AI solution for JavaScript Coding Question on BFE.dev
109. implement `Math.pow()`

Here's one possible solution to implement Math.pow():

function pow(base, exponent) {
  if (exponent === 0) {
    return 1;
  } else if (exponent < 0) {
    return 1 / pow(base, -exponent);
  } else {
    return base * pow(base, exponent - 1);
  }
}

This solution uses recursion to recursively multiply the base by itself until the exponent is reduced to 0. If the exponent is negative, it instead negates the exponent and takes the reciprocal of the result of a recursive call. This implementation only works for integer exponents.

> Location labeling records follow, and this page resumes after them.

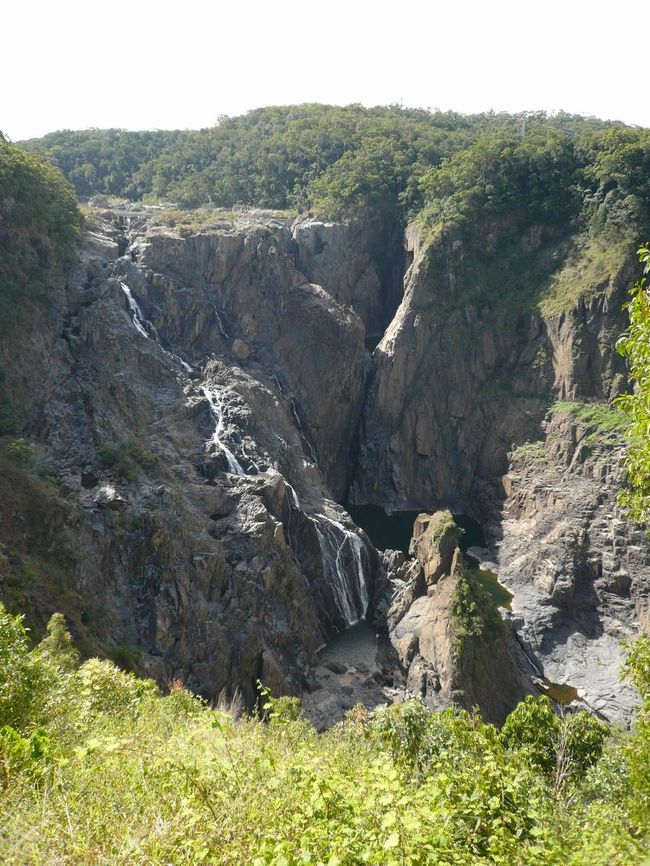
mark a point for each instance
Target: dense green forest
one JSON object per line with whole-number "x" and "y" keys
{"x": 39, "y": 223}
{"x": 97, "y": 766}
{"x": 336, "y": 160}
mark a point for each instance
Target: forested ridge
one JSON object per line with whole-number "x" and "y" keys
{"x": 100, "y": 766}
{"x": 341, "y": 161}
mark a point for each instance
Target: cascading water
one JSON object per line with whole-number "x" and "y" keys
{"x": 296, "y": 417}
{"x": 347, "y": 580}
{"x": 216, "y": 410}
{"x": 136, "y": 314}
{"x": 350, "y": 590}
{"x": 146, "y": 328}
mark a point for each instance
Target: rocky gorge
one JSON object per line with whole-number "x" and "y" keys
{"x": 207, "y": 401}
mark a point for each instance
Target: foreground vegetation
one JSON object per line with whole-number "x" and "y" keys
{"x": 97, "y": 766}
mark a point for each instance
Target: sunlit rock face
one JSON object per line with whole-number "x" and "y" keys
{"x": 207, "y": 395}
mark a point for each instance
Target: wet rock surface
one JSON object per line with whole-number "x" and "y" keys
{"x": 204, "y": 398}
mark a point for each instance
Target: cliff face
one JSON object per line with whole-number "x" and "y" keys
{"x": 201, "y": 398}
{"x": 461, "y": 374}
{"x": 192, "y": 398}
{"x": 578, "y": 570}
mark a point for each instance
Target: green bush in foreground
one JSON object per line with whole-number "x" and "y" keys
{"x": 96, "y": 766}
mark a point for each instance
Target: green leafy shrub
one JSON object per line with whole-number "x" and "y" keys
{"x": 127, "y": 460}
{"x": 20, "y": 452}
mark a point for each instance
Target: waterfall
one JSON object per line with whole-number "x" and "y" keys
{"x": 146, "y": 328}
{"x": 216, "y": 410}
{"x": 350, "y": 590}
{"x": 220, "y": 324}
{"x": 349, "y": 586}
{"x": 296, "y": 417}
{"x": 136, "y": 314}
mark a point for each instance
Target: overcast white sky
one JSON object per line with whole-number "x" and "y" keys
{"x": 143, "y": 64}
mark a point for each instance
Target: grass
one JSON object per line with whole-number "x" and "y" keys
{"x": 489, "y": 581}
{"x": 535, "y": 450}
{"x": 100, "y": 767}
{"x": 591, "y": 266}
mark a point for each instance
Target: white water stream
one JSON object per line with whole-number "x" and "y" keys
{"x": 216, "y": 409}
{"x": 147, "y": 329}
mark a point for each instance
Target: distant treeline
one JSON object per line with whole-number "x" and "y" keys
{"x": 344, "y": 161}
{"x": 39, "y": 223}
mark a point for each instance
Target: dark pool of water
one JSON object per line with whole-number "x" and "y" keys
{"x": 386, "y": 531}
{"x": 355, "y": 646}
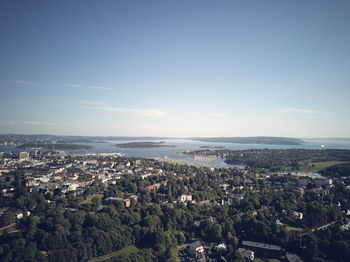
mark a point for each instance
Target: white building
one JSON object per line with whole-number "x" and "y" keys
{"x": 184, "y": 198}
{"x": 23, "y": 156}
{"x": 246, "y": 253}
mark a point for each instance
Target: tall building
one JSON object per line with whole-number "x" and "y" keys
{"x": 23, "y": 155}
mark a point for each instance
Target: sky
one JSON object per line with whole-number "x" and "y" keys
{"x": 175, "y": 68}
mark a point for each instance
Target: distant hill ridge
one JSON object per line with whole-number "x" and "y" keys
{"x": 265, "y": 140}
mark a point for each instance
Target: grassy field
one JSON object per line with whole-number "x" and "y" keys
{"x": 295, "y": 228}
{"x": 124, "y": 251}
{"x": 318, "y": 166}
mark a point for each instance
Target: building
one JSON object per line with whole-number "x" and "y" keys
{"x": 184, "y": 198}
{"x": 246, "y": 253}
{"x": 263, "y": 250}
{"x": 199, "y": 251}
{"x": 23, "y": 156}
{"x": 293, "y": 258}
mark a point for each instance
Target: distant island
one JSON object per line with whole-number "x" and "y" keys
{"x": 142, "y": 145}
{"x": 211, "y": 147}
{"x": 55, "y": 146}
{"x": 263, "y": 140}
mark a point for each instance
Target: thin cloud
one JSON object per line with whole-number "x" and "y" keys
{"x": 217, "y": 114}
{"x": 303, "y": 111}
{"x": 142, "y": 112}
{"x": 38, "y": 123}
{"x": 28, "y": 83}
{"x": 210, "y": 114}
{"x": 89, "y": 86}
{"x": 93, "y": 103}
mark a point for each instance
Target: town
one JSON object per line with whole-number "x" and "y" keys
{"x": 175, "y": 212}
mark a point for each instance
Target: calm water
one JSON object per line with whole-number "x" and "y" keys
{"x": 181, "y": 145}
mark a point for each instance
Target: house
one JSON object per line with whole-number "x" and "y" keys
{"x": 199, "y": 251}
{"x": 246, "y": 253}
{"x": 297, "y": 215}
{"x": 293, "y": 258}
{"x": 17, "y": 212}
{"x": 184, "y": 198}
{"x": 263, "y": 250}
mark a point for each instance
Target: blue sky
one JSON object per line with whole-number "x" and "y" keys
{"x": 175, "y": 68}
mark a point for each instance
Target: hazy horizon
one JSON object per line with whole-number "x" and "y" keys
{"x": 176, "y": 68}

To address the follow-up question about a faster solution, we can use the fact that a^n can be computed as (a^2)^(n/2) if n is even, and as a*(a^(n-1)) if n is odd. This means we can repeatedly square the base and divide the exponent by 2 until the exponent is reduced to 0. Here's the updated implementation using this approach:

function pow(base, exponent) {
  if (exponent === 0) {
    return 1;
  } else if (exponent < 0) {
    return 1 / pow(base, -exponent);
  } else {
    let result = 1;
    while (exponent > 0) {
      if (exponent % 2 === 1) {
        result *= base;
      }
      base *= base;
      exponent = Math.floor(exponent / 2);
    }
    return result;
  }
}

This implementation is much faster for large exponents, as we only need to perform logarithmically many multiplications instead of linearly many.